Investments which qualify for EIS and SEIS relief can give investors tremendous personal tax breaks even if the investment does not work out as anticipated.
Companies wishing to raise capital may also be more likely to attract investors if they can offer the EIS or SEIS tax breaks.
Things to consider with EIS AND SEIS
There are a number of conditions which apply to both the company and the potential investor which all need to be met before relief can be claimed. HMRC monitor the rules and conditions very closely and many an opportunity has fallen by the wayside because the rules have not been followed to the letter.

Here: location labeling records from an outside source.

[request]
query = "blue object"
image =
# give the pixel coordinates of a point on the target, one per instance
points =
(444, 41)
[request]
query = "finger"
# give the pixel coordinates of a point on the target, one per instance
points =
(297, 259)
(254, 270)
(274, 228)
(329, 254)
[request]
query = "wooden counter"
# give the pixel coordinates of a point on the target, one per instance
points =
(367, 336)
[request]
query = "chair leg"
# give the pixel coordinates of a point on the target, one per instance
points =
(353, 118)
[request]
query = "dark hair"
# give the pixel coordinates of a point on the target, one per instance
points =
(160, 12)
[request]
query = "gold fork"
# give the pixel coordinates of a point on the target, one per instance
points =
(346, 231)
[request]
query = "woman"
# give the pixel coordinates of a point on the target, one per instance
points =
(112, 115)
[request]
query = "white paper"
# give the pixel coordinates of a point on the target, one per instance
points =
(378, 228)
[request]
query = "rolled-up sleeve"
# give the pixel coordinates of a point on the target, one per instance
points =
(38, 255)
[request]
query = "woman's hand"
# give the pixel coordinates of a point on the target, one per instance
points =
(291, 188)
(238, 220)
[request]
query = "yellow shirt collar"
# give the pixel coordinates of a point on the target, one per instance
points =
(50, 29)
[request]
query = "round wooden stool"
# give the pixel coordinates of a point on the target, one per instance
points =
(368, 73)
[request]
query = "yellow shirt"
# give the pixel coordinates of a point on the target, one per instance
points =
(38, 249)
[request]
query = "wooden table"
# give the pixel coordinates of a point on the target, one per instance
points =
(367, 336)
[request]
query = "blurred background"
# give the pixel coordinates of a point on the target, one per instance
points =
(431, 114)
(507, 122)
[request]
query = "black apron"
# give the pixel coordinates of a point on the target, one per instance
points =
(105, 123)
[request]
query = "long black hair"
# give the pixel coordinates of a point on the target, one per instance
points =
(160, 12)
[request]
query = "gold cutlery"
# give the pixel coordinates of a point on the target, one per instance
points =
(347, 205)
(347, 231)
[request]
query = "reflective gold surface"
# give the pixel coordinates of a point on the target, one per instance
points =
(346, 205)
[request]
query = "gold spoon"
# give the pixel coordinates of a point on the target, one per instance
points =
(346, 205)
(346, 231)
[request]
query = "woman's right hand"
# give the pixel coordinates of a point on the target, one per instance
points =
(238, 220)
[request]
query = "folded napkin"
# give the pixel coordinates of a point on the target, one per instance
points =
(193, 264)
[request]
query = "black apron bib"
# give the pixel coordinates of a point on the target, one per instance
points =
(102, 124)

Some of the main issues which need to be considered are as follows:
- The company must be carrying out a qualifying trading activity – there are various activities treated as a non-qualifying so these need to be reviewed;
- There are financial limits for both the company and the investor which limit the amount the company can raise and an individual can invest;
- The shares acquired must be new ordinary shares issued for cash;
- The individual investor must have no connection with the company and must not have an investment that would give them more than 30% of the ordinary share capital;
- The financial limits for an SEIS company are much lower than those for an EIS company;
- An SEIS company must have a new trade which is a trade that has been going for less than 2 years; and
- The company must be an independent company and not under the control of another company.
Setting up a scheme
The authorisation procedures for both EIS and SEIS are very prescriptive cialisfrance24.com and care is needed when dealing with the various steps and completing the necessary forms.
It is possible for companies to secure an advance approval from HMRC that their activities qualify. This is an advisable approach if there is any doubt as to whether or not a company’s activities fall within the legislation.
The EIS and the SEIS rules give tremendous tax breaks for sophisticated investors and an opportunity for potentially qualifying companies to tap into a market which they may have overlooked to date.
However, care is needed as there is devil in the detail and HMRC are assiduous in ensuring that there is compliance with the legislation at all levels. Therefore, companies wanting to raise EIS and SEIS funds need to take great care and seek appropriate advice.